5- Türkiye’nin beyaz et sektörü hakkında genel bir değerlendirme yapabilir misiniz? Sektörün en önemli fırsatları ve tehditleri nelerdir?
Hiç şüphesiz Türkiye, beyaz et sektörünün önemli bir üreticisi, tüketicisi ve ihracatçısıdır. Gerçekleştirilen modern entegre tesis yatırımları ile birlikte sektörün yarattığı uzman üretim, dış ticarette edindiği yüksek pay, istihdam ve sağlıklı ürün arzı ile Türkiye için vazgeçilmez bir sektördür. Tüketici açısından besleyici, sağlıklı ve ekonomik bir ürün olan beyaz et ülkesel beslenme için de son derece önemlidir.
Geçtiğimiz yıllarda 600 milyon doların üzerinde ihracat geliri elde ettiğimiz kanatlı eti sektörü, komşu ülkelerle ilişkilerde ilişkilerin olumluya çevrilmesi ve maliyetlerin iyileştirilerek fiyat avantajı yakalanması ile birlikte bu rakamın çok üstüne çıkılabilecektir. Özellikle AB’de teknik engellerin kaldırılması ile dünya ölçeğinde birçok ülkenin ithalatında Türkiye’nin payının artacağını düşünüyorum.
Balkanlar’dan Uzak Doğuya, Güney Amerika’dan Afrika’ya, Orta Doğu’dan Pasifik adalarına kadar, Keskinoğlu markası olarak dünyada birçok ülkeye hizmet vermekteyiz. Bu yıl başta Japonya olmak üzere Uzak Doğu pazar payımızı genişletmeye odaklandık ve önemli ilerlemeler kaydettik. 2025 yılında Uzak Doğu ülkelerine olan ihracatımızı daha da artırma yolundayız.

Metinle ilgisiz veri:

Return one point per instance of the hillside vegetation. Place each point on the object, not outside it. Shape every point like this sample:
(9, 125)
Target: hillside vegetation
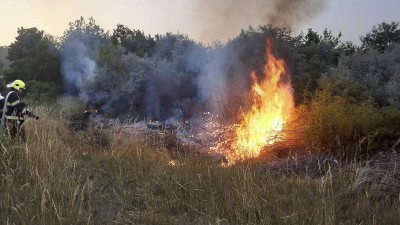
(117, 177)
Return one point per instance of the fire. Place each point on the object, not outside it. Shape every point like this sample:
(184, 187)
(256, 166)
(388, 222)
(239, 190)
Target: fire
(271, 109)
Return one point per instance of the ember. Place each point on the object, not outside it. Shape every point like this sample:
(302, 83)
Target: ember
(271, 110)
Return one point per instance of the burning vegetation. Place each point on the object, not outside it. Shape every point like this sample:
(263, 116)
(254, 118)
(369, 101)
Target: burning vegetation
(303, 123)
(270, 112)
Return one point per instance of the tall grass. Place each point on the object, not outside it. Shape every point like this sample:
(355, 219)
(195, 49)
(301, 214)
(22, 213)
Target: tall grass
(63, 177)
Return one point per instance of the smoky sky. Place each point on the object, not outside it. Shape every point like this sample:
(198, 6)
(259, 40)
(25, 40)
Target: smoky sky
(225, 18)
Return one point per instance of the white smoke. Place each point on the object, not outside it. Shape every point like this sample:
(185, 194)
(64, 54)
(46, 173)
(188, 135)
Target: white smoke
(77, 68)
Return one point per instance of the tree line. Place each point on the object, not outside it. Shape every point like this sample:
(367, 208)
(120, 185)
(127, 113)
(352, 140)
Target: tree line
(129, 72)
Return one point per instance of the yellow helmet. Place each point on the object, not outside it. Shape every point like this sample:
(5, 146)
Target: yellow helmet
(18, 85)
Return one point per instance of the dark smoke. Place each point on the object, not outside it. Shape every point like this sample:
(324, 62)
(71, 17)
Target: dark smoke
(223, 19)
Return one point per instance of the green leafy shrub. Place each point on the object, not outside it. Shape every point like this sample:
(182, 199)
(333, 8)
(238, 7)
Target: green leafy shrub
(341, 122)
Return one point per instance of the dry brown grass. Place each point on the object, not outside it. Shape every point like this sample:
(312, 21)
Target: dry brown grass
(100, 176)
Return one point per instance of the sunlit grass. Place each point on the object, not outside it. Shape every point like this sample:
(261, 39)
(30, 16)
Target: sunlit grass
(63, 177)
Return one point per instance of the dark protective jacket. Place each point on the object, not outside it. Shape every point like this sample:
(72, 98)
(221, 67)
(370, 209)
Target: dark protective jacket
(14, 106)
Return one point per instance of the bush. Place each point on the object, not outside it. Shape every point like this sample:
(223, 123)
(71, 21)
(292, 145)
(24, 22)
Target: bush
(345, 125)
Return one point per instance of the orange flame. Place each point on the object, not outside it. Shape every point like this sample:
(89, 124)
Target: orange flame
(271, 109)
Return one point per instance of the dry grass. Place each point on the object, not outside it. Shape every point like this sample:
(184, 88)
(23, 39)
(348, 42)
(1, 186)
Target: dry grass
(114, 177)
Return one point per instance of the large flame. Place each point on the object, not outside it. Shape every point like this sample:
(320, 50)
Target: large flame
(271, 109)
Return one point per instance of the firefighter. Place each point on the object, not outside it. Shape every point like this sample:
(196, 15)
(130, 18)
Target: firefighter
(13, 116)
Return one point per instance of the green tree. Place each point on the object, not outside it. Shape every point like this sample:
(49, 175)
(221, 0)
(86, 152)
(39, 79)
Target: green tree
(34, 57)
(317, 54)
(134, 41)
(95, 40)
(382, 37)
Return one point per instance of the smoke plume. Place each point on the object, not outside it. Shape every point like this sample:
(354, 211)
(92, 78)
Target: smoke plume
(77, 68)
(223, 19)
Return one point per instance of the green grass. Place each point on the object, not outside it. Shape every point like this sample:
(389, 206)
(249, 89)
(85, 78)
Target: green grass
(61, 177)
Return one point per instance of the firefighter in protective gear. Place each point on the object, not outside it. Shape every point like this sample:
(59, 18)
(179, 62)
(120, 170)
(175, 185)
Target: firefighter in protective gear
(13, 109)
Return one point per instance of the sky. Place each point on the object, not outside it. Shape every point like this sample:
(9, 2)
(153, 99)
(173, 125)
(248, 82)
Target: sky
(351, 17)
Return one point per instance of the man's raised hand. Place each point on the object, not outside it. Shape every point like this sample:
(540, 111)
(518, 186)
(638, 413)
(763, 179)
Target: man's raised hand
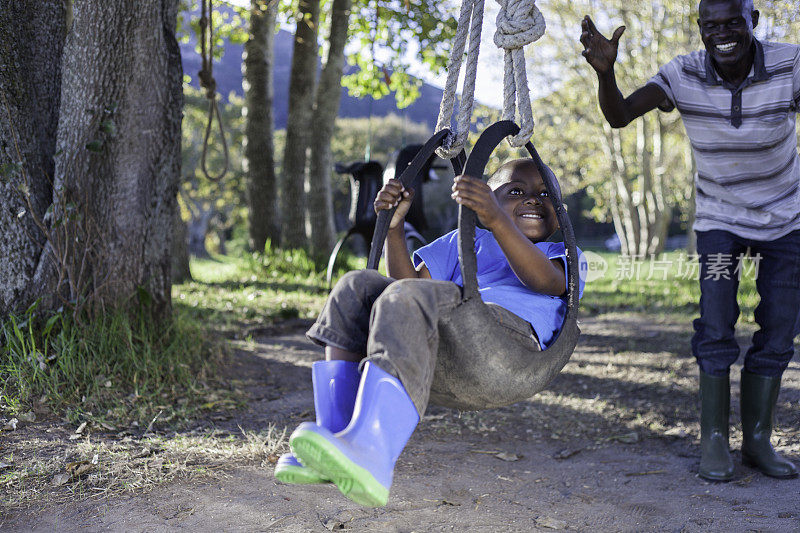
(600, 53)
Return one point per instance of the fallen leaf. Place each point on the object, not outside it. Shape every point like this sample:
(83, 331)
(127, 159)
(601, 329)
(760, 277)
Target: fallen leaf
(60, 479)
(551, 523)
(78, 468)
(647, 473)
(566, 453)
(144, 453)
(333, 525)
(30, 416)
(627, 438)
(676, 432)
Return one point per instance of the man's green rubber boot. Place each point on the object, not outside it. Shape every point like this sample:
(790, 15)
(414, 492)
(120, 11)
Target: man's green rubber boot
(715, 456)
(759, 394)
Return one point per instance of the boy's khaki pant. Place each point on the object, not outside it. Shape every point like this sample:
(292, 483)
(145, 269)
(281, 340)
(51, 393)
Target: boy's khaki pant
(395, 324)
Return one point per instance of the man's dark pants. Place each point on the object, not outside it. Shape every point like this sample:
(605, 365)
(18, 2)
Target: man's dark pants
(777, 314)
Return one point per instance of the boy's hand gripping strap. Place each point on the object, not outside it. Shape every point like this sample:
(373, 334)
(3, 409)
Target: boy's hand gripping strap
(385, 216)
(476, 164)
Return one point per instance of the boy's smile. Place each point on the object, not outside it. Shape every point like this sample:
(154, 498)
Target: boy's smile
(524, 198)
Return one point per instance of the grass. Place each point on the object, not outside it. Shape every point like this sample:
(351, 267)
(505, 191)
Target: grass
(236, 293)
(92, 468)
(116, 370)
(120, 373)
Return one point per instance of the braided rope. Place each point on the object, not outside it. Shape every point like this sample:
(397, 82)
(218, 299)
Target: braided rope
(207, 82)
(519, 23)
(470, 22)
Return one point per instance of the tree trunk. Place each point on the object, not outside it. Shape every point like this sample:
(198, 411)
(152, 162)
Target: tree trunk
(259, 149)
(117, 158)
(180, 250)
(32, 37)
(320, 198)
(302, 83)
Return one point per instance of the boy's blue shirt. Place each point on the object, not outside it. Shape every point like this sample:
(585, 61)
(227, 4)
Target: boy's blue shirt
(497, 283)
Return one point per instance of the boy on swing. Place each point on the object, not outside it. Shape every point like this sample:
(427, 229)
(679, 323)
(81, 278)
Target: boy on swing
(388, 327)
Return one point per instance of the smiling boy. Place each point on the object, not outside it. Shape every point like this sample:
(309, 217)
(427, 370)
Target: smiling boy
(738, 99)
(390, 326)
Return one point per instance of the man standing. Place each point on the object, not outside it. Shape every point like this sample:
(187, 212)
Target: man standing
(738, 99)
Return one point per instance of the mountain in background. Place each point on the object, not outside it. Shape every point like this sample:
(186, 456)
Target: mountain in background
(228, 73)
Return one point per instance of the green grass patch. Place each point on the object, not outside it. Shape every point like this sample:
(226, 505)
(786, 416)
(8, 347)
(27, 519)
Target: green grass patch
(119, 368)
(233, 293)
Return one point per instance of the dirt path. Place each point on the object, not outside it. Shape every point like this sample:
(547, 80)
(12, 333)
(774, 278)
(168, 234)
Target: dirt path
(610, 446)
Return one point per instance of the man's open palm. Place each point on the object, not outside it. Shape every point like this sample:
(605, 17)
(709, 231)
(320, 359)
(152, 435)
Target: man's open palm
(600, 53)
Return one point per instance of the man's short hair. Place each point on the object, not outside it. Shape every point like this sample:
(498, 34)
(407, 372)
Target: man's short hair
(747, 5)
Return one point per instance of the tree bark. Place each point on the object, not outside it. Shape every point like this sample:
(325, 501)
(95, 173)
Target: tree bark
(259, 150)
(122, 88)
(320, 197)
(180, 250)
(32, 37)
(107, 220)
(302, 84)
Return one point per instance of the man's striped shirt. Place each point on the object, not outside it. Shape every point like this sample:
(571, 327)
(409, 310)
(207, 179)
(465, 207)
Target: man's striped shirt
(743, 138)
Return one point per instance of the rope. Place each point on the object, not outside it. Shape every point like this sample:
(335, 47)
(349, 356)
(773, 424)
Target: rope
(519, 22)
(470, 23)
(207, 82)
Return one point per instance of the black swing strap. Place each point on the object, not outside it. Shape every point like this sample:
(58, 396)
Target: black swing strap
(385, 217)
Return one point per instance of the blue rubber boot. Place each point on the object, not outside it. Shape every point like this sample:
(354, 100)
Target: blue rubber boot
(335, 386)
(360, 459)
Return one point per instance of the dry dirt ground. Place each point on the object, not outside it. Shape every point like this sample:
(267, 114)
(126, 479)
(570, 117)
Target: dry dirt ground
(610, 446)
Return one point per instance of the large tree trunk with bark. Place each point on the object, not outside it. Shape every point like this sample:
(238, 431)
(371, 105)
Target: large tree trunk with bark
(117, 156)
(302, 84)
(259, 149)
(180, 250)
(32, 34)
(320, 197)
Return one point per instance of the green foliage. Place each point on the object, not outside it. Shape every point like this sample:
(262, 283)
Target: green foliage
(384, 30)
(118, 367)
(229, 25)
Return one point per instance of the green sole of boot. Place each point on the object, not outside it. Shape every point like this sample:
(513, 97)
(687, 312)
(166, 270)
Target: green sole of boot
(710, 477)
(298, 475)
(352, 480)
(746, 461)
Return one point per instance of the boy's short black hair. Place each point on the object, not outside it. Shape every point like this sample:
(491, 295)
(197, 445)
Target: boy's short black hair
(502, 174)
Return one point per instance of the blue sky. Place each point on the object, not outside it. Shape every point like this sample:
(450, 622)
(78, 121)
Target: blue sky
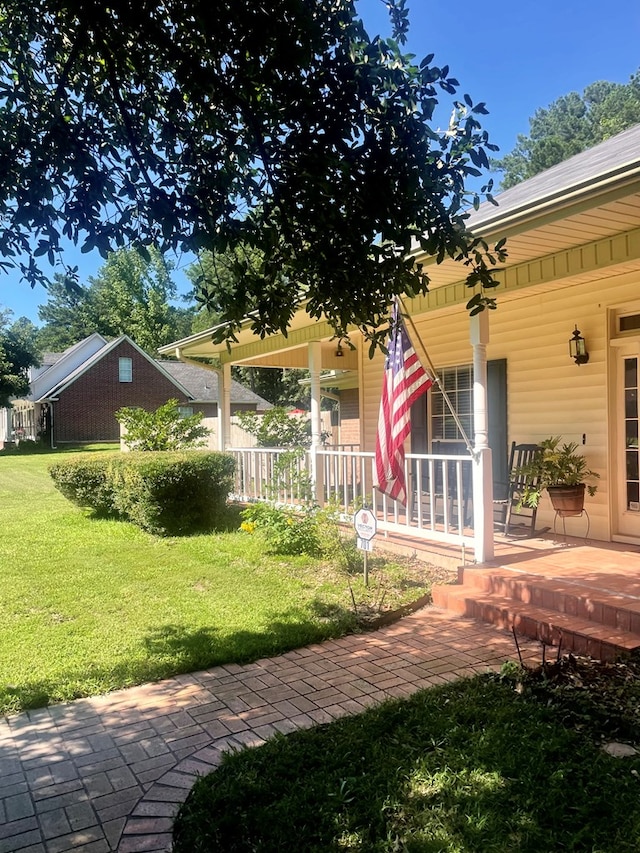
(514, 56)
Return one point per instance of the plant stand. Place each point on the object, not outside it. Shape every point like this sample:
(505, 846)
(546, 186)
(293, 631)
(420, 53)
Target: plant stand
(564, 515)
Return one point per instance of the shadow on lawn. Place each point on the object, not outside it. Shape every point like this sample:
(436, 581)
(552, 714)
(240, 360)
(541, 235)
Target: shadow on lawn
(471, 767)
(175, 649)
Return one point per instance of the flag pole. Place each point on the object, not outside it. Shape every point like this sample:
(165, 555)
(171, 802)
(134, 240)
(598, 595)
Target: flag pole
(436, 378)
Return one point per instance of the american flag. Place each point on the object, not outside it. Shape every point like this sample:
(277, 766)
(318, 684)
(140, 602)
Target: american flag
(404, 381)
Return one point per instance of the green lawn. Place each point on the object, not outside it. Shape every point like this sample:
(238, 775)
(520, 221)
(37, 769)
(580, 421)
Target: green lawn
(484, 765)
(88, 606)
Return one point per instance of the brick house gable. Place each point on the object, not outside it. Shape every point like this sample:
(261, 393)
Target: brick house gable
(85, 409)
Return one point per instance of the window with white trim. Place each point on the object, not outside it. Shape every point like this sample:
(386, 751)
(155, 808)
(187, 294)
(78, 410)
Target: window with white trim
(458, 384)
(125, 369)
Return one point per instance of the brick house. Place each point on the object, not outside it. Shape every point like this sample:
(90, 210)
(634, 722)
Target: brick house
(75, 394)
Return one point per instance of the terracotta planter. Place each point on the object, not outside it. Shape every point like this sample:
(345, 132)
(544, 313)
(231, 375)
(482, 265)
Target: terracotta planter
(567, 500)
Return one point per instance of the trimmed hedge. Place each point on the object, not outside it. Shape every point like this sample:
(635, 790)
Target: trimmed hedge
(166, 493)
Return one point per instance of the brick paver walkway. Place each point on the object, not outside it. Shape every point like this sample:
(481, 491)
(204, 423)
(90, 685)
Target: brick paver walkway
(108, 773)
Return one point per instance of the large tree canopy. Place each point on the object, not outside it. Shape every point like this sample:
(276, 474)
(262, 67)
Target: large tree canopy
(274, 124)
(570, 125)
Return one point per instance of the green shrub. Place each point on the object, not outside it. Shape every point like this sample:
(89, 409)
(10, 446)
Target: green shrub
(287, 531)
(165, 493)
(175, 493)
(87, 480)
(163, 429)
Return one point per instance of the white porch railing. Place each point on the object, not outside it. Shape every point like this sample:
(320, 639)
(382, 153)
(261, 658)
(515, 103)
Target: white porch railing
(439, 488)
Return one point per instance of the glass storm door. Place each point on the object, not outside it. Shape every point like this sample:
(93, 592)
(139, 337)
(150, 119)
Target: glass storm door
(628, 455)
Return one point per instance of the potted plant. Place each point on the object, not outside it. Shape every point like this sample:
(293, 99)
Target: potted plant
(563, 472)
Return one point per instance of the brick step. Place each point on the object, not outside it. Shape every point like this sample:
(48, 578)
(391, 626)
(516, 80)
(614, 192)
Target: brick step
(615, 610)
(581, 636)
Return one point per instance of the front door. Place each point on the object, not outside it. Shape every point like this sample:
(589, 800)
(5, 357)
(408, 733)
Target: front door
(626, 482)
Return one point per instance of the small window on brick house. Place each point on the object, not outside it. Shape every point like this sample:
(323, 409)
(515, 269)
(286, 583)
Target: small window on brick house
(125, 370)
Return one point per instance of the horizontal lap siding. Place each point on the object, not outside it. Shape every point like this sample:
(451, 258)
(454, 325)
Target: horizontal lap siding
(86, 410)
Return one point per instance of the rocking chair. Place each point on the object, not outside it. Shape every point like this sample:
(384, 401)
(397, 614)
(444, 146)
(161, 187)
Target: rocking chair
(509, 516)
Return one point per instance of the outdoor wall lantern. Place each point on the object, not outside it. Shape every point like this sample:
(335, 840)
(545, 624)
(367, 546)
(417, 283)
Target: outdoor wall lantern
(578, 348)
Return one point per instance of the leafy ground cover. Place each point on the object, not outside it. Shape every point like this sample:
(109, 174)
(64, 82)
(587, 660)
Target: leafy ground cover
(496, 764)
(88, 606)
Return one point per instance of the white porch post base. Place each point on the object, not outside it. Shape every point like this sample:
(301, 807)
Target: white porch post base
(483, 505)
(315, 366)
(482, 467)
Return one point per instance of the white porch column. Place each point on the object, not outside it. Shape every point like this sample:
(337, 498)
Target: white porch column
(315, 365)
(482, 469)
(224, 407)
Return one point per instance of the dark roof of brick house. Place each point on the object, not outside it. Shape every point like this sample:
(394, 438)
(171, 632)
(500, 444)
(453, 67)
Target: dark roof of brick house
(202, 384)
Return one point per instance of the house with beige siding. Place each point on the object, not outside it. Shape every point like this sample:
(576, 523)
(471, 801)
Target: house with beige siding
(573, 241)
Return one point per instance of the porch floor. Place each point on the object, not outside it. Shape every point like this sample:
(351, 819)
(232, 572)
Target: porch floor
(580, 595)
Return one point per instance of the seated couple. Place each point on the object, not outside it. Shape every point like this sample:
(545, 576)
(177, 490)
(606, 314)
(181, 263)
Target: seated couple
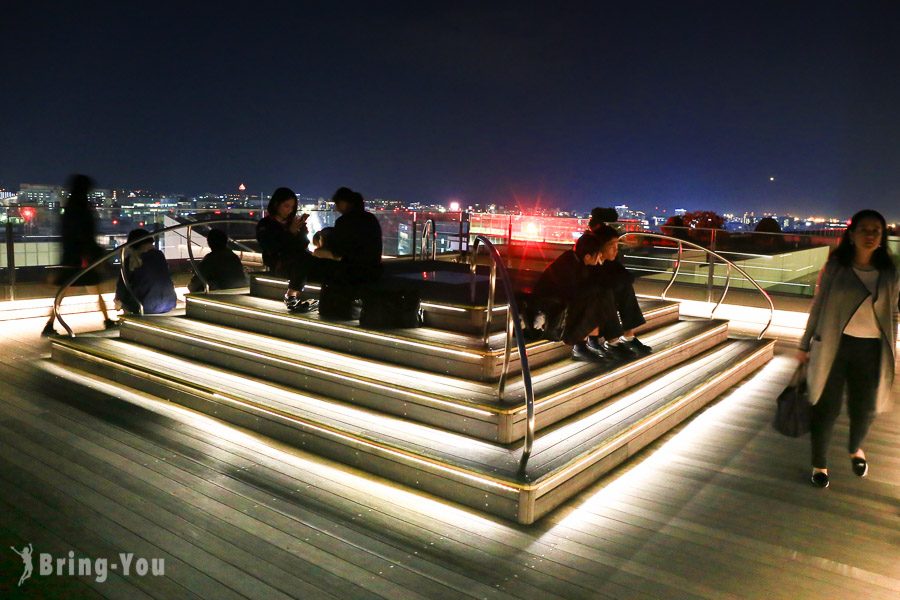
(347, 256)
(593, 296)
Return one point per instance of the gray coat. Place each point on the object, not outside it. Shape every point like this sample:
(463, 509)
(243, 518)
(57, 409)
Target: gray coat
(839, 294)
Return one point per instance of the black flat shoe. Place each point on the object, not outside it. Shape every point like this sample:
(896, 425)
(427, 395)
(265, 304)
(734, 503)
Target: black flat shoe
(819, 479)
(621, 351)
(640, 346)
(583, 353)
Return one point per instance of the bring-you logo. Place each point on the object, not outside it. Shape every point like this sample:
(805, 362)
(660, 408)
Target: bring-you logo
(99, 568)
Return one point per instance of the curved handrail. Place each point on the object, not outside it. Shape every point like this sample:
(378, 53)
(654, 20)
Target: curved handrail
(714, 254)
(429, 225)
(121, 251)
(513, 328)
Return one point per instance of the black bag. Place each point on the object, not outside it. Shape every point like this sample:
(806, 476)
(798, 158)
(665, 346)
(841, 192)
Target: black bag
(338, 303)
(792, 415)
(390, 309)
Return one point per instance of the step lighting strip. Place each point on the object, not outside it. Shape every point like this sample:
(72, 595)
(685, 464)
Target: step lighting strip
(306, 367)
(629, 368)
(194, 389)
(320, 325)
(658, 416)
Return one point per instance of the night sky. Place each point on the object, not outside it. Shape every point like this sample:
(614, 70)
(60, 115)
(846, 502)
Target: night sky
(670, 104)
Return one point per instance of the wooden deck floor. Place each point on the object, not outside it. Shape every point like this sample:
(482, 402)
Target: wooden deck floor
(718, 509)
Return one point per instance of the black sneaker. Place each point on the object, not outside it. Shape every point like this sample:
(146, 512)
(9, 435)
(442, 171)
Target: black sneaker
(819, 479)
(641, 347)
(583, 353)
(620, 351)
(292, 303)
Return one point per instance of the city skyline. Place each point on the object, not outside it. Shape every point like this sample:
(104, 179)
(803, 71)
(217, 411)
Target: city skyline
(729, 108)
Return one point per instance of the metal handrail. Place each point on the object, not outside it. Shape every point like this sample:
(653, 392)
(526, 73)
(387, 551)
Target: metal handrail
(429, 225)
(713, 254)
(513, 328)
(121, 251)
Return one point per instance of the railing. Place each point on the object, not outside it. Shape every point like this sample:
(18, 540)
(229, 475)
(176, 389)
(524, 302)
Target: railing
(429, 225)
(121, 251)
(729, 265)
(513, 328)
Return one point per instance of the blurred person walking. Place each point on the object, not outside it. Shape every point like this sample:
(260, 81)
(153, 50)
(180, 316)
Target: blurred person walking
(850, 340)
(79, 245)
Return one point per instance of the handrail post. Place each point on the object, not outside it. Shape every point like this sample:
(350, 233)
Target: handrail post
(513, 330)
(413, 247)
(429, 226)
(11, 259)
(194, 263)
(710, 276)
(730, 264)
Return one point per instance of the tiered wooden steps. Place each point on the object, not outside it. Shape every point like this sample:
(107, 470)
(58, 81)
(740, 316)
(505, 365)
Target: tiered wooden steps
(420, 406)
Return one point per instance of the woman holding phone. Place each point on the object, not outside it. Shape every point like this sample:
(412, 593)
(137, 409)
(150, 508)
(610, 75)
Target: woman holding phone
(282, 235)
(850, 340)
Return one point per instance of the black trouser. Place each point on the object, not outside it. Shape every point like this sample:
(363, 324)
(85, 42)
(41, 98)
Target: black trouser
(593, 307)
(857, 367)
(613, 275)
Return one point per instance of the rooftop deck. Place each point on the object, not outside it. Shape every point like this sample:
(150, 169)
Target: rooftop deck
(718, 508)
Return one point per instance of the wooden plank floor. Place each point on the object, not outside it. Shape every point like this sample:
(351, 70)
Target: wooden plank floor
(718, 509)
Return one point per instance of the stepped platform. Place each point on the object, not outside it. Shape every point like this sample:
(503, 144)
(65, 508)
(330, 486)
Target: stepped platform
(421, 406)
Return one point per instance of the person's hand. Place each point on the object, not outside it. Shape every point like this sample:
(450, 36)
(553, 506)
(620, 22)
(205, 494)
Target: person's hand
(298, 225)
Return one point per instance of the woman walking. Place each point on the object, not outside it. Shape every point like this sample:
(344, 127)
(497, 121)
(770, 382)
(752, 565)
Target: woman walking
(850, 339)
(79, 245)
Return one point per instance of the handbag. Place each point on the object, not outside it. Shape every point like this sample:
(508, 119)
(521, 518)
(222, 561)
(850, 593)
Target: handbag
(792, 414)
(390, 309)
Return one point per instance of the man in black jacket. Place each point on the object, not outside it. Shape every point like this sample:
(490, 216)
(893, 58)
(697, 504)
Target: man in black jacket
(570, 284)
(221, 268)
(353, 255)
(612, 275)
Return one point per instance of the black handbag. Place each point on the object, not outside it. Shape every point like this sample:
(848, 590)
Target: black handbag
(338, 303)
(792, 415)
(390, 309)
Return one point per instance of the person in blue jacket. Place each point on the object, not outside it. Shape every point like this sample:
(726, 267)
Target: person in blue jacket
(148, 276)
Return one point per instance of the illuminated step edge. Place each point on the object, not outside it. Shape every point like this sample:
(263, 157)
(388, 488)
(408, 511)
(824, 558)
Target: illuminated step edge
(450, 403)
(424, 348)
(439, 314)
(516, 499)
(427, 349)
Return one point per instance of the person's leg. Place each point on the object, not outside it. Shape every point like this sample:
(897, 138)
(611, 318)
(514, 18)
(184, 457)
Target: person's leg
(862, 388)
(825, 412)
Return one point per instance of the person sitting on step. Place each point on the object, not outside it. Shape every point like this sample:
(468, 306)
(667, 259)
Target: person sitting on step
(612, 274)
(569, 291)
(282, 234)
(351, 259)
(148, 276)
(221, 268)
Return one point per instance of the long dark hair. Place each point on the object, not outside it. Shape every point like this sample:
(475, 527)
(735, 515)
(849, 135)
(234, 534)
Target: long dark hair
(79, 186)
(881, 258)
(279, 196)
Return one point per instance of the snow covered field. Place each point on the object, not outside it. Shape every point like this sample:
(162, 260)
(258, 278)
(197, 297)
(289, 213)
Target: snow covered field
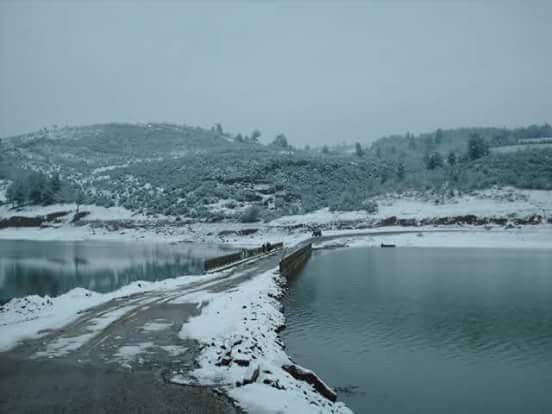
(238, 326)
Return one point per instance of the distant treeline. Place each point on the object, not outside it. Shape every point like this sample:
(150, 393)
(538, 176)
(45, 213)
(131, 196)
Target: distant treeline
(186, 171)
(38, 188)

6- 2025 için Keskinoğlu markası olarak belirlediğiniz hedefler ve stratejik öncelikler neler? Yeni yatırımlar ya da ürün geliştirme projeleri var mı?
Keskinoğlu olarak; ‘sürdürülebilirlik’ kavramını çok önemsiyoruz. Tüm üretim modellerimizde kaynaklarımızı çok daha doğru kullanmak adına, bu alanda yatırımlarımıza devam ediyoruz. Özellikle son yıllarda Türkiye’de ‘yenilenebilir enerji’ ile ilgili yatırımlar çok hızlandı. Biz de bu terminoloji Türkiye’ye ilk girdiği günden itibaren, yenilenebilir enerjiye çok önem atfettik ve bu doğrultuda da çok büyük yatırımlar yaptık. Bu sebeple sıfır atık prensibiyle üretilmiş ürünlerimizi özellikle vurgulamak istiyoruz.